The Keegans say their 6-year-old American Foxhound was born with a hereditary condition called Short Spine Syndrome that left him with a compressed spine that makes him look like he doesn’t have a neck.
The Keegans say he was sent to Second Hand Hounds after he had been wandering in some woods near Fairfax, Virginia for months, and the animal rescue asked the Keegans to open their home and hearts to him until he could be adopted.
“After he was up for adoption for over a year and we didn’t find him a home, I said I’m done. I can’t keep trying to find him the perfect fit when we know this is the perfect fit. He’s here forever. He’s not going anywhere now,” said Elly.

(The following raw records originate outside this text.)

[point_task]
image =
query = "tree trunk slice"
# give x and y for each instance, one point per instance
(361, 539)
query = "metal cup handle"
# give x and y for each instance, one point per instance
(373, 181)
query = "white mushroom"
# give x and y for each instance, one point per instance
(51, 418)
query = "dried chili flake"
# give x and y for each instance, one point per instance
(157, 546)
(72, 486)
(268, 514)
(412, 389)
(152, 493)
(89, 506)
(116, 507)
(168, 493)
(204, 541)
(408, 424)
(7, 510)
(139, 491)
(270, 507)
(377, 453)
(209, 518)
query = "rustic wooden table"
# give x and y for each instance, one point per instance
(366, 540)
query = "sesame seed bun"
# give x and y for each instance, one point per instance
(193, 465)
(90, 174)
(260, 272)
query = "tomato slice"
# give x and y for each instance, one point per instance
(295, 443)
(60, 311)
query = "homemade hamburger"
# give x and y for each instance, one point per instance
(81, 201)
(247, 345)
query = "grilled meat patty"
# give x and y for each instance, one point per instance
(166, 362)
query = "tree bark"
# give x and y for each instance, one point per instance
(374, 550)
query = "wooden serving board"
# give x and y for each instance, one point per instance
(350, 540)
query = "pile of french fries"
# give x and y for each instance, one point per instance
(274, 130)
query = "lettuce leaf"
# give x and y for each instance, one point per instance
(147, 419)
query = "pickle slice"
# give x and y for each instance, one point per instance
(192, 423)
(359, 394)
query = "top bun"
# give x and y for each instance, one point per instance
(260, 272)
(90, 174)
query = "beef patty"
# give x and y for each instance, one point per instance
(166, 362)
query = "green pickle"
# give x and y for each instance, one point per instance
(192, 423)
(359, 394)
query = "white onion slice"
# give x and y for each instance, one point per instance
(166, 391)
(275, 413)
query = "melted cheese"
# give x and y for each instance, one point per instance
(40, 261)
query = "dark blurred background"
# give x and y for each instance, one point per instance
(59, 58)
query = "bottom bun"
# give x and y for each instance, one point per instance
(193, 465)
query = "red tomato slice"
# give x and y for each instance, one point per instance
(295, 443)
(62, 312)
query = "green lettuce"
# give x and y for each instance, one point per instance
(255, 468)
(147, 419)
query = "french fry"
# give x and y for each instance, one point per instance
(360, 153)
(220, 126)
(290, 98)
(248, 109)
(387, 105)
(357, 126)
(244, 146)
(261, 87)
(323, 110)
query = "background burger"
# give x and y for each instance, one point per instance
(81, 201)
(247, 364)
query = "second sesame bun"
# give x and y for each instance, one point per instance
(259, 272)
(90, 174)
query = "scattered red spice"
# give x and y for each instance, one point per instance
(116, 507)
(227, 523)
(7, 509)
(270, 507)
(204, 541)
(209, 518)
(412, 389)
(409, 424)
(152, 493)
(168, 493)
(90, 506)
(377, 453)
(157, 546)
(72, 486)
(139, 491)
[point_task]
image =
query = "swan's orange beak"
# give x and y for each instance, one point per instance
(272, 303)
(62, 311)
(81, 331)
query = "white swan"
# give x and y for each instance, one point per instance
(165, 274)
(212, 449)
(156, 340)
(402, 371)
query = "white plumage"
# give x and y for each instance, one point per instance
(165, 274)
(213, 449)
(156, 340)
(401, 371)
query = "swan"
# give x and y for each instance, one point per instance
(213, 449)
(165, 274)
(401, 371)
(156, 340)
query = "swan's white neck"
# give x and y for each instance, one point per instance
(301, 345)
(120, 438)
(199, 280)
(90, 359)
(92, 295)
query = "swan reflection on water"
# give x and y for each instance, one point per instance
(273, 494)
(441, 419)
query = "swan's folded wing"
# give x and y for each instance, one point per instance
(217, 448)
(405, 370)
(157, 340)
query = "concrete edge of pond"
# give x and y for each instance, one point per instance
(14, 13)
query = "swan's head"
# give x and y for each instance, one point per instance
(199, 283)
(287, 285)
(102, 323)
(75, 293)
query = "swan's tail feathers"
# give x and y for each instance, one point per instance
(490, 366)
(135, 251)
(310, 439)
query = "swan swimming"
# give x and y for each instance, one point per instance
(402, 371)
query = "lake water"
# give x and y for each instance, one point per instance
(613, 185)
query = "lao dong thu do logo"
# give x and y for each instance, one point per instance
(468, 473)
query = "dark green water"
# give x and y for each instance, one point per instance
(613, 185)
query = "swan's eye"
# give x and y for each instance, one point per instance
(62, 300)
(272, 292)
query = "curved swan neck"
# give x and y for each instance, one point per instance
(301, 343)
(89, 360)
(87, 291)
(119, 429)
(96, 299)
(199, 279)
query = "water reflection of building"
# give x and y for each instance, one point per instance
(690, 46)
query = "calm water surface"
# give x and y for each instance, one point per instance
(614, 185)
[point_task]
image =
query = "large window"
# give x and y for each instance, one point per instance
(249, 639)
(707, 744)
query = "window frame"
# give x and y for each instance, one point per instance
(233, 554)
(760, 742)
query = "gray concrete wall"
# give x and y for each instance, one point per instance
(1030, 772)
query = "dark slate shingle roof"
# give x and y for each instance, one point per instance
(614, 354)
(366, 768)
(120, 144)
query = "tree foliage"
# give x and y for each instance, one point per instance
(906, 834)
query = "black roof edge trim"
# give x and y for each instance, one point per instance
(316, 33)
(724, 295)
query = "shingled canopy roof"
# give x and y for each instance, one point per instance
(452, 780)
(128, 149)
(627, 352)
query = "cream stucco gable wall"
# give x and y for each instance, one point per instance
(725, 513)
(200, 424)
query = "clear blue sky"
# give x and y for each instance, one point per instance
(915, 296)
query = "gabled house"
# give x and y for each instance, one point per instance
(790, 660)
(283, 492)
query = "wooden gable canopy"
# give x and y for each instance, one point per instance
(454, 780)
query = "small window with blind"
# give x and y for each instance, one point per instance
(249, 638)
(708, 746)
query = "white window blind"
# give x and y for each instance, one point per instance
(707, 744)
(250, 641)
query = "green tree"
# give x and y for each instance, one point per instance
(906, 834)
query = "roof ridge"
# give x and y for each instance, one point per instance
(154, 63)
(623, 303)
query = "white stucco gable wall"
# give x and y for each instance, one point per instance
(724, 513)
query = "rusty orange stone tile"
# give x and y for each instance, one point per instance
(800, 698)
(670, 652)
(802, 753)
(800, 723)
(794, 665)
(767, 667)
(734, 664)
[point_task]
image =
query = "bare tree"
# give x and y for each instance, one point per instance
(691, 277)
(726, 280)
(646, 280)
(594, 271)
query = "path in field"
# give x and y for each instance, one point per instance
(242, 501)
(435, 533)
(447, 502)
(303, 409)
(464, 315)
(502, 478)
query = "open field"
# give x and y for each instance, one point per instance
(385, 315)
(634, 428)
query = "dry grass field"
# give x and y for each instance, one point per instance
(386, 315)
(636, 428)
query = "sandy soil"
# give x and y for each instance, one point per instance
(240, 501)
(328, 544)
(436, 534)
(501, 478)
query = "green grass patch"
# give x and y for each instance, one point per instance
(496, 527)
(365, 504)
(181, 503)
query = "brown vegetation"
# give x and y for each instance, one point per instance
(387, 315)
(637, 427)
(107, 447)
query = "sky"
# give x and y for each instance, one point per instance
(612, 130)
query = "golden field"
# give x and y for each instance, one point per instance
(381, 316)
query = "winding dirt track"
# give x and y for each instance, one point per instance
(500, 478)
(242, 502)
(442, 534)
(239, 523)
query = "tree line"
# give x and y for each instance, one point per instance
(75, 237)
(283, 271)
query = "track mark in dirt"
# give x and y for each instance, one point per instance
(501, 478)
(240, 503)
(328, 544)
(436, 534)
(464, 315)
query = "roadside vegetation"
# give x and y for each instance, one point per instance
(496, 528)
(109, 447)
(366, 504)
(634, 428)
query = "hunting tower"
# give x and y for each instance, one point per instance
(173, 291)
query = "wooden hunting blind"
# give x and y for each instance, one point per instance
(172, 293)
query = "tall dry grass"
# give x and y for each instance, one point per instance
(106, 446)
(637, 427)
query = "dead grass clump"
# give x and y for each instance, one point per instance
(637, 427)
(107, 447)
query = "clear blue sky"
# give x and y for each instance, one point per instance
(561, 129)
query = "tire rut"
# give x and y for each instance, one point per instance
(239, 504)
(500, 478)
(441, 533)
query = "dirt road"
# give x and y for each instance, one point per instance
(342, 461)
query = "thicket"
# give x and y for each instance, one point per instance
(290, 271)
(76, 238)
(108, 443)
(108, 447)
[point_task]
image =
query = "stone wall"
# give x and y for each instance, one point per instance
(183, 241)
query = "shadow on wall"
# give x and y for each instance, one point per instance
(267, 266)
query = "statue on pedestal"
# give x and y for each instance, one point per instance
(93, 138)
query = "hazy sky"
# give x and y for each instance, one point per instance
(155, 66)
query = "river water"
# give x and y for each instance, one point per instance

Cooper has limited mobility, like he can’t turn his head so if he wants to see what’s behind him, he has to shift his entire body around.
The Keegans say Short Spine Syndrome only affects about 30 dogs in the world, so they started a Facebook page called Cooper: Short On Spine, Big On Love to raise awareness about the rare condition.
“When you see something that otherwise may not have had a chance at life because of their special needs. To be able to give them that full life and see their joy as they are experiencing it, that is something special for us to see as well,” said Andy.
The Keegans say they offered Cooper’s genetic profile to researchers at Purdue University to help get a better scientific understanding of animals with Short Spine Syndrome.
In the meantime, they plan to continue helping Cooper have a full and happy life and hope others consider giving a pet with special needs a home as well.
“Even if an animal is special needs, even if they need a little more support, the amount they return in gratitude and love is that much higher, said Elly.